3D from 2D, Structure from Motion, and hours spent inside the Colosseum

Last post I discussed extracting 3D data from a very small subject using a pair of stereo microscopic images and calculating a disparity map. This time, I’m going to talk about how larger 3D structures, like historic landmarks and city streets, can be reconstructed from 2D data.

You can see in the figure below that a single pair of stereoscopic images can give only limited information about the 3D structure of the subject. The rotating surface below was calculated directly from the stereo pair shown at the top of the image.

A 3D surface (bottom) calculated based on a stereo pair of SEM images (top).

A 3D surface (bottom) calculated based on a stereo pair of SEM images (top).

To get more information about a 3D object, we need more 2D images from different angles and perspectives. If possible, we’d like to have pictures from all sides of an object to fully reconstruct its structure. If our target were smaller than a breadbox but large enough to see with the naked eye, then it would be easy to place the object on a turntable and take a series of stereo or monocular pictures of it as it rotates (or rotate a camera around the object).

But what if our target is considerably larger than a breadbox? What if we want to reconstruct the Roman Colosseum for example? To do this, we can use a set of techniques collectively called “structure from motion” or SFM. SFM has a lot in common with the methods I used to create the 3D surface in the example above. In fact, you can think of stereo vision reconstruction as a subset of SFM where the image inputs are limited to a pair of images taken from slightly offset (binocular) positions. In the example above, I first used a block-matching algorithm to identify areas in both images that correspond to the same features of the object. Then, I used an openCV module to calculate a disparity map that describes how far the various features appeared to move in one stereo image compared to the other, which in turn reflects the relative distance of the features from the camera.

Just like with the stereo reconstruction example, with larger SFM tasks involving many images, the first step is also to find correspondence between the images. However, the block-matching method is only useful for certain types of images, such as stereo pairs (stationary object, camera in two positions) or sequential frames of a video of a moving subject (stationary camera, object in two positions). When we have more sets of 2D information, like pictures of an object taken from multiple angles, we need to employ feature recognition to find correspondence among the images to connect them to the real object.

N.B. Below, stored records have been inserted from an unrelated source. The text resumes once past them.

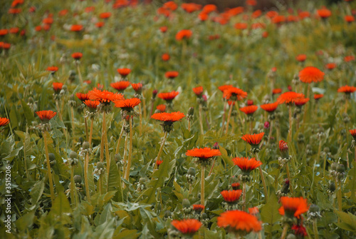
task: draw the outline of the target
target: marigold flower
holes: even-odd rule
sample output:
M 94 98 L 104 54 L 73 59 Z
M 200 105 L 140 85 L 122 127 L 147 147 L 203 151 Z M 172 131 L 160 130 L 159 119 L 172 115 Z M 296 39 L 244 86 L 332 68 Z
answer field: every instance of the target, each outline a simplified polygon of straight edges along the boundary
M 0 118 L 0 127 L 5 126 L 10 122 L 10 120 L 7 118 Z
M 110 86 L 117 90 L 119 92 L 125 91 L 131 84 L 130 81 L 120 81 L 110 83 Z
M 238 210 L 222 213 L 218 218 L 217 224 L 221 228 L 228 228 L 235 233 L 257 233 L 262 230 L 262 223 L 256 217 Z
M 193 32 L 191 30 L 183 29 L 177 33 L 176 39 L 177 41 L 181 41 L 182 39 L 189 39 L 192 34 Z
M 178 71 L 167 71 L 164 73 L 164 76 L 166 76 L 166 78 L 173 79 L 173 78 L 176 78 L 177 76 L 178 76 L 179 74 L 179 73 L 178 73 Z
M 131 111 L 134 107 L 141 103 L 141 100 L 138 98 L 131 98 L 120 101 L 114 101 L 115 106 L 121 108 L 122 110 L 126 111 Z
M 299 72 L 299 79 L 304 83 L 319 82 L 324 78 L 325 73 L 314 66 L 307 66 Z
M 201 223 L 197 219 L 173 220 L 171 224 L 182 233 L 189 235 L 197 233 L 201 226 Z
M 350 94 L 355 91 L 356 91 L 356 87 L 355 86 L 344 86 L 337 89 L 337 92 L 343 92 L 347 94 Z
M 124 99 L 124 96 L 121 93 L 112 93 L 108 91 L 102 91 L 96 88 L 94 88 L 92 91 L 90 91 L 88 94 L 90 100 L 99 101 L 101 103 L 110 103 L 111 101 Z
M 308 212 L 309 210 L 307 199 L 301 197 L 281 197 L 281 203 L 282 206 L 278 209 L 279 214 L 290 218 L 294 217 L 299 218 L 301 214 Z
M 75 60 L 80 60 L 83 57 L 83 54 L 80 52 L 75 52 L 72 54 L 72 58 Z
M 278 102 L 274 102 L 274 103 L 265 103 L 263 105 L 261 105 L 260 107 L 268 112 L 268 113 L 272 113 L 274 111 L 277 109 L 277 107 L 278 106 L 279 103 Z
M 241 137 L 243 140 L 246 141 L 253 148 L 258 148 L 258 145 L 264 136 L 264 132 L 255 134 L 245 134 Z
M 253 169 L 262 165 L 262 162 L 256 161 L 255 158 L 234 158 L 231 159 L 234 165 L 236 165 L 244 173 L 250 173 Z
M 258 108 L 257 106 L 248 106 L 240 108 L 240 111 L 246 113 L 246 115 L 251 115 L 255 113 L 256 111 Z
M 242 190 L 224 190 L 220 193 L 224 198 L 224 200 L 227 203 L 236 203 L 242 194 Z
M 36 111 L 36 113 L 42 122 L 48 122 L 52 118 L 56 116 L 57 112 L 53 112 L 52 111 Z
M 53 82 L 52 83 L 52 87 L 53 88 L 54 93 L 59 93 L 62 90 L 63 83 L 61 82 Z

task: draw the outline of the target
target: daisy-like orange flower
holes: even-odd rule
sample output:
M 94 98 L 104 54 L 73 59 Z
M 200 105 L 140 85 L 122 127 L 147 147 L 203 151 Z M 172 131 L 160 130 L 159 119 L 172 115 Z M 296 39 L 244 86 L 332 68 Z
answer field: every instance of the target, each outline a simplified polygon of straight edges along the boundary
M 242 136 L 241 138 L 249 143 L 252 147 L 258 148 L 258 145 L 260 144 L 261 141 L 262 140 L 262 138 L 264 135 L 264 132 L 255 134 L 248 133 Z
M 193 235 L 197 233 L 201 223 L 197 219 L 173 220 L 171 224 L 182 234 Z
M 53 82 L 52 83 L 52 87 L 53 88 L 53 91 L 55 93 L 59 93 L 62 90 L 62 87 L 63 86 L 63 83 L 61 82 Z
M 72 58 L 75 60 L 80 60 L 83 57 L 83 54 L 80 52 L 75 52 L 72 54 Z
M 36 113 L 41 118 L 42 122 L 48 122 L 52 118 L 56 116 L 57 112 L 53 112 L 52 111 L 36 111 Z
M 116 89 L 119 92 L 124 91 L 131 84 L 130 81 L 120 81 L 110 83 L 111 87 Z
M 166 78 L 173 79 L 173 78 L 176 78 L 177 76 L 178 76 L 179 74 L 179 73 L 178 73 L 178 71 L 167 71 L 164 73 L 164 76 L 166 76 Z
M 128 68 L 120 68 L 117 71 L 122 77 L 127 76 L 127 75 L 131 72 L 131 69 Z
M 246 174 L 249 174 L 253 169 L 262 165 L 262 162 L 256 161 L 255 158 L 234 158 L 232 159 L 234 165 L 236 165 L 240 169 Z
M 111 101 L 119 101 L 124 99 L 122 94 L 112 93 L 108 91 L 99 90 L 94 88 L 92 91 L 88 93 L 90 100 L 99 101 L 101 103 L 109 104 Z
M 174 98 L 178 96 L 179 93 L 179 92 L 173 91 L 172 92 L 167 93 L 159 93 L 157 96 L 162 100 L 168 102 L 172 102 L 172 101 L 173 101 L 173 99 L 174 99 Z
M 252 115 L 258 108 L 257 106 L 248 106 L 240 108 L 240 111 L 246 113 L 246 115 Z
M 350 94 L 355 91 L 356 91 L 356 87 L 355 86 L 344 86 L 337 89 L 337 92 L 343 92 L 346 94 Z
M 299 218 L 300 215 L 309 210 L 306 198 L 282 197 L 281 203 L 282 206 L 278 209 L 279 214 L 290 218 Z
M 220 193 L 224 200 L 226 203 L 234 203 L 239 200 L 242 194 L 242 190 L 224 190 Z
M 299 72 L 299 79 L 304 83 L 319 82 L 324 78 L 325 73 L 314 66 L 307 66 Z
M 278 103 L 285 103 L 286 104 L 292 104 L 299 98 L 304 98 L 304 95 L 294 91 L 287 91 L 279 96 L 277 98 L 277 102 Z
M 203 86 L 193 88 L 193 91 L 198 97 L 201 97 L 203 94 Z
M 236 87 L 229 87 L 224 91 L 223 97 L 226 100 L 241 101 L 247 97 L 247 93 Z
M 274 103 L 265 103 L 263 105 L 261 105 L 260 107 L 268 112 L 268 113 L 272 113 L 274 112 L 277 109 L 277 107 L 278 106 L 279 103 L 278 102 L 274 102 Z
M 7 118 L 0 118 L 0 127 L 5 126 L 10 122 L 10 120 Z
M 135 106 L 138 106 L 141 100 L 138 98 L 131 98 L 114 101 L 115 106 L 121 108 L 122 111 L 132 111 Z
M 262 223 L 256 217 L 241 210 L 228 210 L 218 218 L 218 225 L 236 233 L 255 233 L 262 230 Z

The two most common general methods for feature recognition for SFM are scale-invariant feature transform (SIFT) and speeded-up [sic] robust features (SURF). We’ll focus our discussion on the older, open-source SIFT algorithm; although SURF offers some advantages, methods based on SIFT have been more widely applied. The first step in SIFT is the identification of keypoints. To do this, the algorithm first smooths an image so that high-frequency local variations are reduced, giving robust, low-frequency features relatively more weight. Then, keypoints are assigned to the local minima or maxima of a difference of Gaussians (DoG) calculation. DoG is a feature-enhancement method based on subtracting a more blurred image from a less blurred image (this is done by convolving an image with Gaussian kernels with different dimensions, see this previous post about convolutional neural networks for more detail). This has the effect of reducing the complexity of the image so that only high-contrast, robust features (like edges) are retained.

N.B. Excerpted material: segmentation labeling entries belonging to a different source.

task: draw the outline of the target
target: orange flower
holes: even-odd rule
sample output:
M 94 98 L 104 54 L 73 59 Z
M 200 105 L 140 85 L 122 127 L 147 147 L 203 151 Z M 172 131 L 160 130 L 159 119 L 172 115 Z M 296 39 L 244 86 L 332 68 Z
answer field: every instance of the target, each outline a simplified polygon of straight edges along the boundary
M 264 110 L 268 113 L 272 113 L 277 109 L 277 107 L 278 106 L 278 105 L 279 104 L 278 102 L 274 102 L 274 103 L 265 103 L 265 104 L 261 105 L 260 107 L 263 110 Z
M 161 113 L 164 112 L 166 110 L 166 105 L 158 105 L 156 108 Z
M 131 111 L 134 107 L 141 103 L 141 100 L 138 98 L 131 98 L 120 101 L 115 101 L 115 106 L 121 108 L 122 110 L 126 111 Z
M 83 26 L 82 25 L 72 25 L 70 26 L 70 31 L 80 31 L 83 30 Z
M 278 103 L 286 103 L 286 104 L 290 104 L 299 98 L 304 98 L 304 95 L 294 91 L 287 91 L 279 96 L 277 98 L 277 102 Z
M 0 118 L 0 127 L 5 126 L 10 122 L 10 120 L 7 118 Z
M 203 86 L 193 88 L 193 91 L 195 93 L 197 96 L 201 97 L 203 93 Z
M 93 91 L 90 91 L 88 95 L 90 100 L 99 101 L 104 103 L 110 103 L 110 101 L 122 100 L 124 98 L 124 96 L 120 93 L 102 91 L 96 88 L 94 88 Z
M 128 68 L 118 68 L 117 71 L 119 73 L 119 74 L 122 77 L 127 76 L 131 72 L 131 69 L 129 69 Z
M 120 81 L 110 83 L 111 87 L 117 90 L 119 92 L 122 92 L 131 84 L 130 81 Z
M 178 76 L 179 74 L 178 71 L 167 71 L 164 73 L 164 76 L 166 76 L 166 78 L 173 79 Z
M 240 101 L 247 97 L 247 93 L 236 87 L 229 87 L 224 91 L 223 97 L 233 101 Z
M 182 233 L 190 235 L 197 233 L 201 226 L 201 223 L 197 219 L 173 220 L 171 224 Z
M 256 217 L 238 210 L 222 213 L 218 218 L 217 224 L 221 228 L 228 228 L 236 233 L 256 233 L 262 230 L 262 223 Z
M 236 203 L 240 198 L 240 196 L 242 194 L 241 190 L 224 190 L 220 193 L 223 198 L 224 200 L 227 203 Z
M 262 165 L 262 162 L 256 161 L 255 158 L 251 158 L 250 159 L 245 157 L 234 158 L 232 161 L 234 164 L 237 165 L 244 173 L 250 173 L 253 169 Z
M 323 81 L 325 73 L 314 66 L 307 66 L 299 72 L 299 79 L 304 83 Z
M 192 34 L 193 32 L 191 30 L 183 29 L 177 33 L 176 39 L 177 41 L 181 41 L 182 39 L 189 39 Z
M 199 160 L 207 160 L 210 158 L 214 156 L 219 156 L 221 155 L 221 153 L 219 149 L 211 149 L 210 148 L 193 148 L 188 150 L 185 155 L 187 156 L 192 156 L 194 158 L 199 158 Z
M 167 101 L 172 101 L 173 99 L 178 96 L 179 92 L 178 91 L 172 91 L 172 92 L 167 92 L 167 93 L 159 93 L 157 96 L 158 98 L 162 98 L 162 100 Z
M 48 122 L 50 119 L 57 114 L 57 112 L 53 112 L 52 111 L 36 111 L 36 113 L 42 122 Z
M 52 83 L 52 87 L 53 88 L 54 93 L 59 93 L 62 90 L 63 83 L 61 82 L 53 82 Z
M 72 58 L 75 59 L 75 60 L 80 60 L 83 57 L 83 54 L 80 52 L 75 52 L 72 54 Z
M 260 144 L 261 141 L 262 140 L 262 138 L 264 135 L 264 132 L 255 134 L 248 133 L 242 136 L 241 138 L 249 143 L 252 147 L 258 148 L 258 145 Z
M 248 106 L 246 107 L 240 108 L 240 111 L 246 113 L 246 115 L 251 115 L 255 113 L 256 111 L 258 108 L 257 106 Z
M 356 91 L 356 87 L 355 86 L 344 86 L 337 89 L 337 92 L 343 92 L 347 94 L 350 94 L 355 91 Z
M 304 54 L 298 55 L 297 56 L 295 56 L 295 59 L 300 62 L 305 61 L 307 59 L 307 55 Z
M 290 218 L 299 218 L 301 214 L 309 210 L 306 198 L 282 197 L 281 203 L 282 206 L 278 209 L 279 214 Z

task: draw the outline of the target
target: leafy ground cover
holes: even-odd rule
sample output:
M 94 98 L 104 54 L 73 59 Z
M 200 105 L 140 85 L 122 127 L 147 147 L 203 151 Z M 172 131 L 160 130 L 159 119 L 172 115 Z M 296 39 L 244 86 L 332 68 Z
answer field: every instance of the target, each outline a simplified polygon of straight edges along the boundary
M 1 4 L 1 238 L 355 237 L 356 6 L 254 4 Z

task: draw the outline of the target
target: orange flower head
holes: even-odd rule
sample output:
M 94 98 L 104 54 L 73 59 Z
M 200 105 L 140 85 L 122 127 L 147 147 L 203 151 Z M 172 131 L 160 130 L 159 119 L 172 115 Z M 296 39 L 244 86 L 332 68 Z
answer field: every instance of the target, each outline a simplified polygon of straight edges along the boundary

A picture of the Roman Colosseum before processing (left) after Gaussian blur (middle) and following a Difference of Gaussians calculation (right). Some possible maxima (identified by eye) that might give rise to SIFT features are indicated with arrows.

A picture of the Roman Colosseum before processing (left) after Gaussian blur (middle) and following a Difference of Gaussians calculation (right). Some possible maxima (identified by eye) that might give rise to SIFT features are indicated with arrows.

The next step in SIFT is feature matching and indexing. Given many images of the Colosseum processed as above, the algorithm begins to assign putative features to “bins” of similar features. Comparing thousands of features (or keypoints) using a clever computational time saver, corresponding keypoints from multiple images can be identified.

However, using DoG extrema alone produces too many candidate keypoints. To narrow the set of keypoints to the most useful ones, the SIFT algorithm uses image data near the keypoints to assign a relative physical position to each. For example, the edges of the Colosseum in the example above have high contrast with the sky at the angle the picture was taken, and therefore these locations would seem to be good candidates for keypoints. However, if we moved to the side of the Colosseum and took another picture, those edges would no longer be set against the background of the sky, and are therefore not persistent features that describe the physical object well from all angles. Features of the walls of the Colosseum itself would be more useful for mapping the physical location of additional keypoints because the image data around such features will persist to some degree from any angle. You can see how this works out in the extremely simplified example below.

 
Views of a cartoon clock tower from two angles. Stars indicate some points where Gaussian difference maxima would appear due to high contrast between neighboring pixels. On the right, the uninformative keypoints have been removed.

Views of a cartoon clock tower from two angles. Stars indicate some points where Gaussian difference maxima would appear due to high contrast between neighboring pixels. On the right, the uninformative keypoints have been removed.

 

After identifying, localizing, and filtering keypoints, each keypoint is assigned an orientation based on the pixel values and gradients around the keypoint. Now, keypoints can be related to physical features of the object regardless of image scale or camera position. The local image data around each keypoint (pixel values and directional gradients in pixel value extending from the keypoint position) are matched with local image data around neighboring keypoints until a physical 3D map is created. For a great example of SFM application to a large-scale subject—the city of Rome—read Agarwal et al. (2001) Building Rome in a Day. Communications of the ACM 54:10, 105-112, or check out the BigSFM group at Cornell.